Flan de Mató.
Flan de Mató.

Me gusta la cultura catalana. Mucho más desde que empecé a estudiar catalán hace tres años. Este sentimiento va más allá de la política y las fronteras, que siempre han sido líneas imaginarias que se pintan en un mapa. Se va adquiriendo a medida que te sumerges en la cultura y creas lazos emocionales con su gente. Como lingüista de vocación os aseguro que el uso de la lengua es como una llave que siempre abre puertas, nunca las cierra. La gastronomía es uno de los pilares de esta cultura con orígenes profundamente arraigados en la tierra y el mar.  Lo que más me fascina de los catalanes es lo bien que saben transmitir el orgullo que sienten por sus productos y sus tradiciones. Un buen ejemplo de esto es el Mató. Para los que no lo conozcáis, es una variedad queso fresco típico de Cataluña que se elabora a partir de leche de vaca a la que se añade leche de cabra u oveja, como se hacía antiguamente. Tiene menos grasa que otros quesos frescos debido al método de elaboración cociendo la leche, coagulándola con elementos vegetales como el cardo y zumo de limón, o animales, como el cuajo, y posteriormente filtrándola a través de un trapo en recipientes de mimbre o caña. El resultado es un queso cremoso y ligeramente dulzón, que se suele tomar como postre, siendo el mel i mató (mató con miel y nueces) el más conocido dentro y fuera de Cataluña. Otras versiones varietales de este queso son el Brousse occitano o la ricotta italiana.

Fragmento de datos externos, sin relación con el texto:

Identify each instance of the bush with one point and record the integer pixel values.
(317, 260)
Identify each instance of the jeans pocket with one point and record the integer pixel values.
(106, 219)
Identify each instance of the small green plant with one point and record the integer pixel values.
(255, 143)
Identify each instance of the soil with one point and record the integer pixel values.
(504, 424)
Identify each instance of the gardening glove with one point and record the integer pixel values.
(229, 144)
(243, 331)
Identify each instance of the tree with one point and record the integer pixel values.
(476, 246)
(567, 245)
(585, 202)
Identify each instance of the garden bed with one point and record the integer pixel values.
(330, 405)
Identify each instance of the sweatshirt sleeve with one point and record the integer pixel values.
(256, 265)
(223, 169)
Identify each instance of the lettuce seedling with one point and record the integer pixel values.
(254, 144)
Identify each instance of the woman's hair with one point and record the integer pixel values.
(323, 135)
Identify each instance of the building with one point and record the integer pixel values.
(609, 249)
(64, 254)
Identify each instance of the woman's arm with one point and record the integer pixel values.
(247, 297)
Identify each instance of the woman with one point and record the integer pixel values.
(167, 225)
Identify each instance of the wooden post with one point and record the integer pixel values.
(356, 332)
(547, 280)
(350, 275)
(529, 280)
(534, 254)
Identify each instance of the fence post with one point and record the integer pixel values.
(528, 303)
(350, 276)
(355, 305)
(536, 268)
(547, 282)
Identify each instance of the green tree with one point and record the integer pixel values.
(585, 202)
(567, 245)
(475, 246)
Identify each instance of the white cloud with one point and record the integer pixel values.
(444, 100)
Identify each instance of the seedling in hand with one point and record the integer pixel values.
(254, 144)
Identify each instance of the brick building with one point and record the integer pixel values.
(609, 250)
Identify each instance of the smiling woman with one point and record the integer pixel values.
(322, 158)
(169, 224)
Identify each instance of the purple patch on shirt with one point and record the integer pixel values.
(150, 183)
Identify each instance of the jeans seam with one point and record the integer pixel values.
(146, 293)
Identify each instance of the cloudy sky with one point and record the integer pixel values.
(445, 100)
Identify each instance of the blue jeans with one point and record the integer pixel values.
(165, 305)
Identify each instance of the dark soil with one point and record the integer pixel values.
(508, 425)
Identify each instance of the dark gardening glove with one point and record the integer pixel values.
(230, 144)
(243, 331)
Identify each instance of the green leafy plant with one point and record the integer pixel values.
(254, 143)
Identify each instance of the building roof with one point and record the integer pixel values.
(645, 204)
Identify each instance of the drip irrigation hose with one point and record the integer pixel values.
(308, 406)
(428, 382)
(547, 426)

El flan o flam en catalán de mató es uno de los postres tradicionales que se elaboran con este queso. Es muy fácil de hacer y el resultado es sublime. No os exagero nada si os cuento que ayer mi familia hizo fila en la puerta de la nevera esperando el momento en que yo sacara los primeros flanes del molde. ¡Vaya merienda buena hicimos los tres!

Ingredientes:

Para 12 flanes individuales.

  • 250 g de mató.
  • 250 g de nata de montar.
  • 100 g de azúcar blanco.
  • 1 sobre de cuajada.
  • 350 g de leche entera. Mejor si es leche fresca.
  • 200 g de caramelo líquido.

Preparación:

  1. Batimos el mató, la nata, el azúcar y el sobre de cuajada, en Thermomix, a velocidad 6 durante 20 segundos.
  2. Añadimos la leche y mezclamos nuevamente 10 segundos a velocidad 4.
  3. Vertemos un par de cucharadas de caramelo en el fondo de cada molde flanero.
  4. Con la ayuda de una cucharita llenamos con cuidado los moldes con la mezcla del flan.
  5. Horneamos a 200º al baño maría durante 30 minutos. Tienen que quedar algo doraditos en la superficie.
  6. Dejamos enfriar 10 minutos en la bandeja del horno al baño maría y después retiramos y terminamos de enfriar a temperatura ambiente.
  7. Introducimos en la nevera durante al menos tres horas para que terminen de cuajar.

Consejos:

  • Si no encontráis mató en vuestro supermercado, podéis sustituirlo por requesón, mascarpone o ricotta.
  • Es un postre perfecto para una gran comida familiar. Podemos preparar los flanes el día de antes y desmoldarlos muy fríos justo antes de servir.
  • También podemos hacer un único flan grande en un molde alargado de plum cake y servirlo a modo de pastel.
  • 4,3 puntos Weight Watchers por cada flan individual de 85 g.

0 comment on Flan de Mató

  1. Hola Laura,
    Te conocí ayer en la clase de Navidad de Thermomix (estupenda, ¿verdad?). Al visitar hoy tu blog me ha sorprendido mucho ver el flan de mató. Soy catalana pero llevo viviendo en Zaragoza 16 años. Cuando compro mató me lo como yo porque a los demás no les apetece probarlo. Haré el flan un día de estos a ver si sorprendo al resto de la familia.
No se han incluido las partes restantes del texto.